||Fascinating responsa on the issue of a young lady whose wedding ceremony was destroyed by claims that she is the illegitimate child of a scorned woman. The story began in 1917 when the mother was divorced by the decree of the Cairo Bet Din and the child proclaimed illegitimate based on the father’s claims that he had not had any relations with his wife for at least a year prior to the pregnancy. The husband’s tale includes a lover, in-laws with a gripe, and several other factors, all vehemently denied by the wife. Nevertheless, the Cairo Bet-Din assumed the father’s position in total. R. Toledano and the Alexandria Bet Din reverses the rulings with the concurrence of many major rabbis, whose letters are printed in the pamphlet. The title of the book is a play on the ruling in that the young lady is “a sole returned” to her nation.
R. Jacob Moshe Toledano(1880–1960), rabbi and scholar. Toledano's father Judah had immigrated from Morocco. Jacob was born, educated, and ordained in Tiberias. During 1899–1909, his first articles appeared in the Jerusalem Hebrew paper Havazzelet, under the title Hiddushei Torah. They were written in elegant Hebrew and in a scholarly style. Toledano was also interested in ancient manuscripts preserved in the libraries and yeshivot of oriental countries. He conceived the idea of founding a society to publish them and with this aim in mind entered into correspondence with scholars in western countries who encouraged him to implement the project. As a result of the cholera epidemic in Tiberias in 1903, he and his family left the town and settled in Peki'in. During the seven years he lived there he devoted himself to the study of the history of oriental Jewry and its personalities, as well as to the affairs of the Peki'in community, and published his Ner ha-Ma'arav. At the beginning of World War I, together with 700 "French" Jews (of North African descent) from Galilee, he was exiled from Erez Israel to Corsica because of his French citizenship.
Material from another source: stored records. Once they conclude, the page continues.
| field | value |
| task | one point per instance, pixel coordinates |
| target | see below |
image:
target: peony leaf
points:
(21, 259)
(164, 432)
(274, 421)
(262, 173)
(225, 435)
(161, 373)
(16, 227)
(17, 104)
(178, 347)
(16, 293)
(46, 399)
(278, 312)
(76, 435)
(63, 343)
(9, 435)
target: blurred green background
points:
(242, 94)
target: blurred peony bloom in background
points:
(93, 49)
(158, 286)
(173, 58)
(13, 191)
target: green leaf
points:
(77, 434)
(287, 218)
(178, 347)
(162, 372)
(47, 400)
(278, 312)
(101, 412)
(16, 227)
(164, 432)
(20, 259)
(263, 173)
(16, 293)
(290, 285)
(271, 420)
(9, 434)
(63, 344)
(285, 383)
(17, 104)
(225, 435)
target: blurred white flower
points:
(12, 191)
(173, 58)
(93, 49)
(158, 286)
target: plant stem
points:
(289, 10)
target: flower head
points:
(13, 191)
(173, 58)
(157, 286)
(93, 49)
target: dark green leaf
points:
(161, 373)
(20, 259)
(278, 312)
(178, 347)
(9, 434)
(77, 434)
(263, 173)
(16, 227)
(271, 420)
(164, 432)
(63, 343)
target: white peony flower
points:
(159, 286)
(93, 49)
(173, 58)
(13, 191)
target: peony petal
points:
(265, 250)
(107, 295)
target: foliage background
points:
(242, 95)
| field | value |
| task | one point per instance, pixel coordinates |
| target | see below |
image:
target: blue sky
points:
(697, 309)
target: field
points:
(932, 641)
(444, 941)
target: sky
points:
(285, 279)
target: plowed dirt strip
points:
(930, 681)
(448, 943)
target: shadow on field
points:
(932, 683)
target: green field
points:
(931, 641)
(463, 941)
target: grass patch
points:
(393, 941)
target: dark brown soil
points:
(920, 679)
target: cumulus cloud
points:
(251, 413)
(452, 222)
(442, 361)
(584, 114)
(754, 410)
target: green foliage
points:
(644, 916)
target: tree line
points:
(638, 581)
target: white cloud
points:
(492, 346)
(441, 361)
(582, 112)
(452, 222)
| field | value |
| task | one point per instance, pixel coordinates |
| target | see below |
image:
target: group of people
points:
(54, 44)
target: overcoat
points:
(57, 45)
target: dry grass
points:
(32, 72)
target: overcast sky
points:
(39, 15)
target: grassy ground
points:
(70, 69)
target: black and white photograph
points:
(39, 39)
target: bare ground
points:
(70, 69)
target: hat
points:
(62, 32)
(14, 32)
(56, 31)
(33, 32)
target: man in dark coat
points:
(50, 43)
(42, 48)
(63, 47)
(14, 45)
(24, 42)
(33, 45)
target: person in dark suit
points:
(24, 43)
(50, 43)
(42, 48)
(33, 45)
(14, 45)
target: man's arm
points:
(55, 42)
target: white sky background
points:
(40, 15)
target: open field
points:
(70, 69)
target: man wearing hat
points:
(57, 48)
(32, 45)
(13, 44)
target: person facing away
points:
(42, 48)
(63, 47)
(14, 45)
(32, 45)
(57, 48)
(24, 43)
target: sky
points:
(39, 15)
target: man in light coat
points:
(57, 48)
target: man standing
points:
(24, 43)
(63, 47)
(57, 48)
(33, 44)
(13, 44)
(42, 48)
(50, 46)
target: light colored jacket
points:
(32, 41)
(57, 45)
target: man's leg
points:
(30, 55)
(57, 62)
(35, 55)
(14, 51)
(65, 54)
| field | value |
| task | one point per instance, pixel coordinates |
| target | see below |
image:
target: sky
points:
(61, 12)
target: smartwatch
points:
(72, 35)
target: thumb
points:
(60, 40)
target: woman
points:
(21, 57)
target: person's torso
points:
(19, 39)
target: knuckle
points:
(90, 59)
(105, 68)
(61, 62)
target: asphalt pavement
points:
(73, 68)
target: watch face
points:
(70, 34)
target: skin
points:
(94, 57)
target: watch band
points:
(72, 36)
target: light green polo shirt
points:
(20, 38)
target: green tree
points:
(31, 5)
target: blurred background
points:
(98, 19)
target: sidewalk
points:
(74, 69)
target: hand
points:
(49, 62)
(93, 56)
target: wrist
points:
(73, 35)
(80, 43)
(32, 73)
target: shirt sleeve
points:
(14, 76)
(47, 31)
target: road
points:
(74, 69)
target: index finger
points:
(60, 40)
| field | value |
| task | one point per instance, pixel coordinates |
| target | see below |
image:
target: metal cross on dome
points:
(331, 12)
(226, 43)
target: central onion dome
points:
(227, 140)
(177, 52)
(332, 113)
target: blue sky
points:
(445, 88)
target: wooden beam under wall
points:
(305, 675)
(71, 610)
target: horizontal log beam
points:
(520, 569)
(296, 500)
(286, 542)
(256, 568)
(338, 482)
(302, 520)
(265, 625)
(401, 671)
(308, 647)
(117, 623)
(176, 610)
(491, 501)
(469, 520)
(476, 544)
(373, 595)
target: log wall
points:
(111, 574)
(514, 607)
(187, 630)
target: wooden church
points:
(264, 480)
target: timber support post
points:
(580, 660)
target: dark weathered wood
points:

As the representative of the Alliance IsraMlite Universelle and the French government, he headed the committee of exiles and worked for their material and spiritual benefit. In 1920 he returned to Tiberias and took part in activities to revive communal life in the town; he represented it in 1921 at the rabbinical conference held in Jerusalem to establish the chief rabbinate of Erez Israel. In 1926 he was appointed a member of the Tangier rabbinate, and in 1929 av bet din and deputy chief rabbi of Cairo. In 1933 he was appointed to the similar office in Alexandria, as well as deputy head of the rabbinical court of appeals in Cairo, and in 1937 he became chief rabbi of Alexandria. In 1942 he was elected Sephardi chief rabbi of Tel Aviv-Jaffa, succeeding Ben Zion Ouziel. In 1958, when the religious parties had left the government coalition, he was appointed minister of religious affairs.
His other books included Appiryon (Jerusalem, 1905), a bibliography of the supercommentators to Rashi's commentary to the Pentateuch; Yedei Moshe (Safed, 1915), a commentary on the Mishnah Pesahim by Maimonides from a manuscript; Yam ha-Gadol (Cairo, 1931), responsa; Sarid u-Falit (Tel Aviv, 1945), giving passages from manuscripts on ancient works dealing with the Talmud, Jewish scholarship, the history of the settlement in Erez Israel, and bibliography; and Ozar Genazim (1960), a collection of letters on the history of Erez Israel from ancient manuscripts, with introductions and notes.